Security researchers at ESET, a Slovak Republic-based endpoint vendor, announced yesterday evening that through a collaborative effort with the FBI, Interpol, Europol, and fellow tech company Microsoft they have taken down the major botnet operation Gamarue. Also known as Wauchos and Andromeda, Gamarue has plagued victims since 2011, stealing credentials and installing malware onto user’s servers.
The coordinated take-down effort began on Nov. 29, and concluded with an arrest, according to officials. ESET and Microsoft researchers shared technical analysis, statistical information, and known command control (C&C) servers’ domains to help disrupt the malicious activity of the criminal group. ESET also shared its historical knowledge of Gamarue, gained from the continual monitoring of the malware and its impact on users over the past few years.

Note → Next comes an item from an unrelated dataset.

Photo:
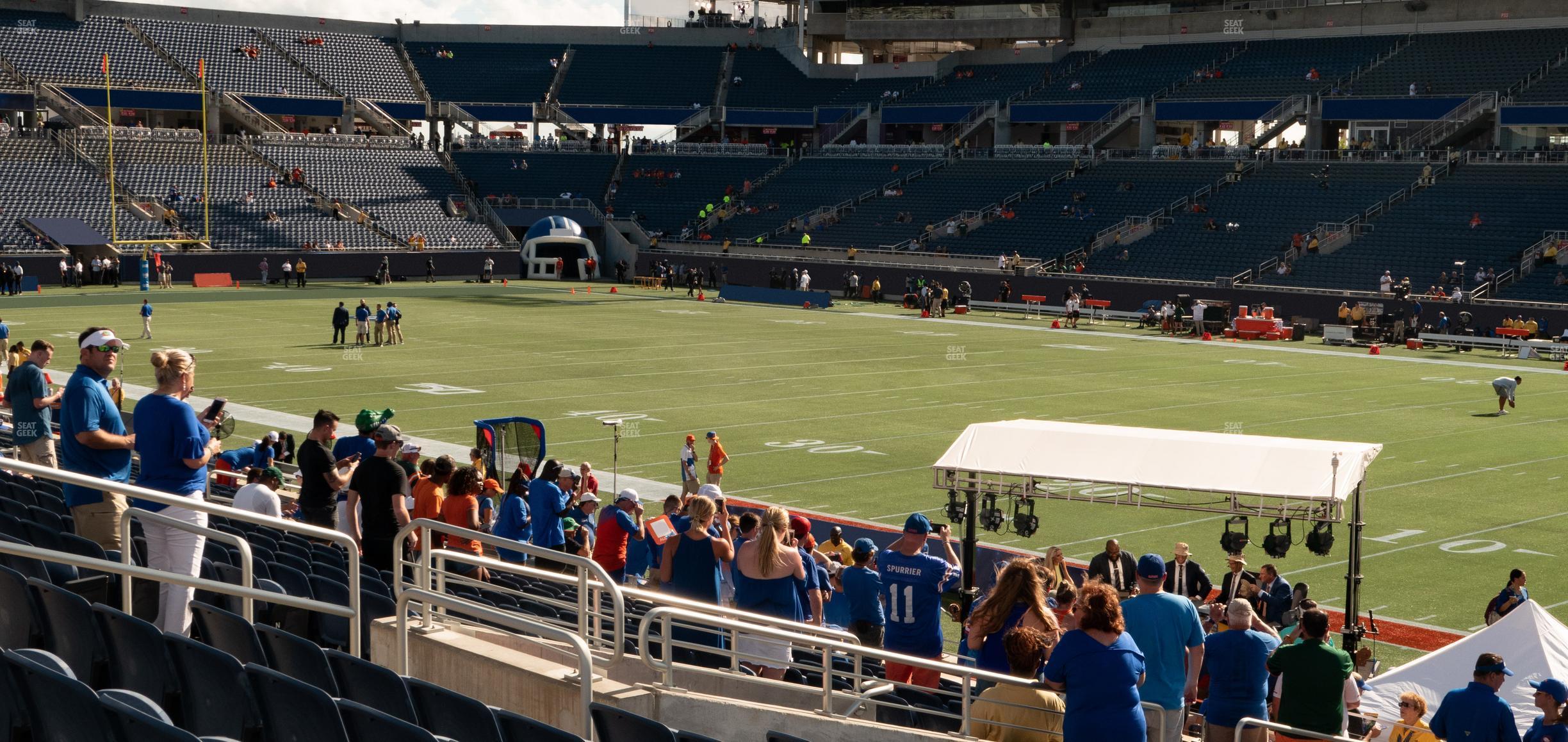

Consequently, ESET and Microsoft were able to closely track Gamarue’s botnets for the past year and a half, identifying their C&C servers for takedown and monitoring what was installed on victims’ systems. The two companies have since compiled a list of all of the domains used by the cybercriminals as C&C servers.
“In the past, Wauchos has been the most detected malware family amongst ESET users, so when we were approached by Microsoft to take part in a joint disruption effort against it, to better protect our users and the general public at large, it was a no-brainer to agree,” said Jean-Ian Boutin, Senior Malware Researcher at ESET.
Part of what makes Gamarue intriguing from a criminal anthropology perspective is that it was sold on Dark Web forums as a crime-kit; the botnet was customizable, allowing the owner to create and use custom plugins. One such plugin allowed the cybercriminal to steal content entered by users in web forms while another enabled criminals to connect back and control compromised systems. Its popularity has resulted in a number of independent Gamarue botnets in the wild.
Therefore, while Gamarue being defeated is a positive step, its existence is a sign of more such crime-kits and customizable hacking programs to come as hackers become better coordinated and corporate in structure. Gamarue could be a herald of the future of cybercrime, as we predicted in our 5 Major Cybersecurity Threats of 2018.
Let us hope that these collaborations between law enforcement and endpoint security vendors continue well into the future to combat these new threats.